News from the MG frontier

🕑 3 min • 👤 Aniello De Santo • 📆 June 24, 2019 in Discussions • 🏷 MGs, parsing, NLP

True to my academic lineage, I’m a big fan of Minimalist grammars (MGs): they are a pretty malleable formalism, their core mechanisms are very easy to grasp on an intuitive level, and they are close enough to current minimalist syntax to allow for interesting computational insights into mainstream syntax. However, I often find that MGs’ charms don’t work that well on my more NLP-oriented colleagues — especially when compared to some very close cousins like TAGs or CCGs. There are very practical reasons for this, of course, but two in particular come to mind right away: the lack of any large MG corpus (and/or automatic ways to generate such corpora) and, relatedly, the lack of efficient, state-of-the-art, probabilistic parsers.

This is why I’m very excited about this upcoming paper by John Torr and co-authors (henceforth TSSC), on a (the first ever?) wide-coverage MG parser. The parser is implemented by smartly adapting the $A^{*}$ search strategy developed by Lewis and Steedman (2014) for CCGs to MGs (basically, a CKY chart + a priority queue), and coupling it with a complex neural network supertagger trained on an MG treebank.

Truth to be told, John Torr has been working towards this result for a while, by building his wide coverage MG treebank (MGbank), and had already provided some interesting parsing results.
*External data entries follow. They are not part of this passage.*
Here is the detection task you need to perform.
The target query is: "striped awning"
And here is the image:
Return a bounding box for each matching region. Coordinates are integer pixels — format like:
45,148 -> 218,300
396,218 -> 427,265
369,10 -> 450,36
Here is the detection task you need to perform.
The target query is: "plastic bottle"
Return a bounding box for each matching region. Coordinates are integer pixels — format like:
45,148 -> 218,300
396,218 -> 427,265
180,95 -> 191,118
However, it is the $A^{*}$ algorithm that does the trick here, hopefully putting this parser (and thus MGs) on the NLP map.

The paper does, imho, a very good job at clarifying the importance of the result. So I’ll spare you a super technical summary post (just go read it!). Just a few thoughts:

How does the parser perform? The worst case time complexity is $O (n^{28} l o g n)$ , in the length of the sentence. “What?! You told us this was an interesting result! We already knew MG parsing was slow”. As people have mentioned on twitter: Yes, that is insanely high (CKY is $O (n^{3})$ , and recent RNN-based constituency parsers are linear). However, the cool thing about the $A^{*}$ component is that the parser performs way better ( $O (n^{3})$ ) in practice. I personally find the high variance still a bit concerning, but it is definitely an encouraging result!

Note also that Milos Stanojevic (who has been producing so. many. parsers!) has recently shown that the worst case time complexity for parsing MGs with head movement can be dropped to $O (n^{13})$ (so I’m assuming $O (n^{13} l o g n)$ for their CKY+ $A^{*}$ implementation). My guess is that this might also reduce the expected time complexity, but of course one would have to try and see.
Although cross-formalism comparisons are tough (as the authors mention: are we comparing the quality of the parser or the quality of the grammar?), having lifted the CKY+ $A^{*}$ strategy directly from CCGs allows this paper to do a few interesting comparisons (cf. Rimell, Clark, and Steedman (2009)). In terms of accuracy, results are not exactly comparable to those of the CCG algorithm. However, this might be due to the MG parser requiring more training than the CCG one (due to the increased complexity of the supertags?). Thus, the authors argue that performance might improve in parallel with the MG treebank. I find this pretty convincing, although in terms of practical applications it opens questions about training/performance trade-offs.
There are a lot of interesting syntactic considerations one could make based on the test cases the authors report. I’ll just point out that the MGbank makes very specific syntactic choices. While it’s possibly a bit too early for this, it would be interesting to look into how different theoretical choices could impact the quality of the grammar with respect to parsing performance.
A side note. MG researchers have long known that Move is a powerful operation, which needs to be restricted quite a bit. The MGbank does this by following the usual suggestions in the literature (SMC, SpIC, etc). SMC (or equivalents) aside, the appeal to syntactically motivated constraints is interesting (although not new), and re-opens questions about the relation between syntactic constraints and parsing performance even on the more NLP/engineering side.

References

Lewis, Mike, and Mark Steedman. 2014. A* ccg parsing with a supertag-factored model. Proceedings of the 2014 conference on empirical methods in natural language processing (emnlp).

Rimell, Laura, Stephen Clark, and Mark Steedman. 2009. Unbounded dependency recovery for parser evaluation. Proceedings of the 2009 conference on empirical methods in natural language processing: Volume 2-volume 2. Association for Computational Linguistics.